But the moment there was a declension in the temple worship, deterioration invariably followed in the life of the people: like priests, like people. … Take another verse: ‘Righteousness exalts a nation (Proverbs 14:34).  Not possessions, not wealth, not material power, but ‘righteousness.’ … When things go wrong in the Temple they will go wrong everywhere.  The key to everything is our relationship to God.

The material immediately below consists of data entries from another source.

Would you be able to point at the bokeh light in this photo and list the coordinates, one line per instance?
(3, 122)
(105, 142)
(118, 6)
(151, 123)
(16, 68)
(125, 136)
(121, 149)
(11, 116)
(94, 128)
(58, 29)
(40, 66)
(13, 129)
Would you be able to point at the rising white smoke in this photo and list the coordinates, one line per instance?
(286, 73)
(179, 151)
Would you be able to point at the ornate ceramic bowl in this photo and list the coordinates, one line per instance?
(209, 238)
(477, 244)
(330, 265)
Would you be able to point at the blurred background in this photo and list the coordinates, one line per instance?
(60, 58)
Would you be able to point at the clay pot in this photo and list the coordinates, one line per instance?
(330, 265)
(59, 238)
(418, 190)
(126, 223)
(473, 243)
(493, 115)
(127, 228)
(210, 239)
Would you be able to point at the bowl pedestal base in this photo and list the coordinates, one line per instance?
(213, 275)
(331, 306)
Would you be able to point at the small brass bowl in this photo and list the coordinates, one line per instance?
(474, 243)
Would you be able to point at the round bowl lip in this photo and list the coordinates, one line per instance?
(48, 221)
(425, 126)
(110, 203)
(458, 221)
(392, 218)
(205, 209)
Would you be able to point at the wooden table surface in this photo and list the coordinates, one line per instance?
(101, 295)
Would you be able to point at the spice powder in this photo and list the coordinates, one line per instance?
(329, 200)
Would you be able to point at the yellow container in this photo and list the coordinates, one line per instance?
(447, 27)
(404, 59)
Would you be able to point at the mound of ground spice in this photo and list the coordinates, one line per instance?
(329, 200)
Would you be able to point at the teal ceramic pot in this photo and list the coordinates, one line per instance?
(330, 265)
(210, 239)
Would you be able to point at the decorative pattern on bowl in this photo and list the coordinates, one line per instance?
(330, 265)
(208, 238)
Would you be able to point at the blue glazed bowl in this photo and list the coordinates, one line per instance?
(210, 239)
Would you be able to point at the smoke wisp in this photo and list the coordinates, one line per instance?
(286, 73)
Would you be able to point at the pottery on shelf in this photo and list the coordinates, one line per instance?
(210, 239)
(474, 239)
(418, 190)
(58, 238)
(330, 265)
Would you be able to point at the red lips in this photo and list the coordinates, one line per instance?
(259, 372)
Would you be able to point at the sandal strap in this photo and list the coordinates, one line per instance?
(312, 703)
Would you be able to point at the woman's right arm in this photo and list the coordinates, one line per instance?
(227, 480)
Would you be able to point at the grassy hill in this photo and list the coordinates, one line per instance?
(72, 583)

The Doctor is not blaming “those damned heathens” for the moral ills of his society, and neither should we.  He blamed the church because she had not lived up to her calling which opens the door to rebellion based on hypocrisy.  A vibrant church, which is pursuing righteousness, will change the shape of a nation far more than preaching against the ills of that nation.

Well so often in Israel the first thing that went wrong when they lost the living Spirit was that they turned the temple worship into something formal and external.  … The formalizing and externalizing of religion is a great curse.

We know some of this here in America.  Our churches have been infiltrated by materialism and consumerism (the whore of Babylon).  We pursue success and access, not righteousness.  We condemn non-Christians instead of applying the gospel to our own wicked hearts.  Often our churches are used by the political parties to further their agenda (this happens on both sides of the aisle, folks).  The problem is not the political parties, but the pastors and denominational leaders that bow down to them and fail to protect the flock.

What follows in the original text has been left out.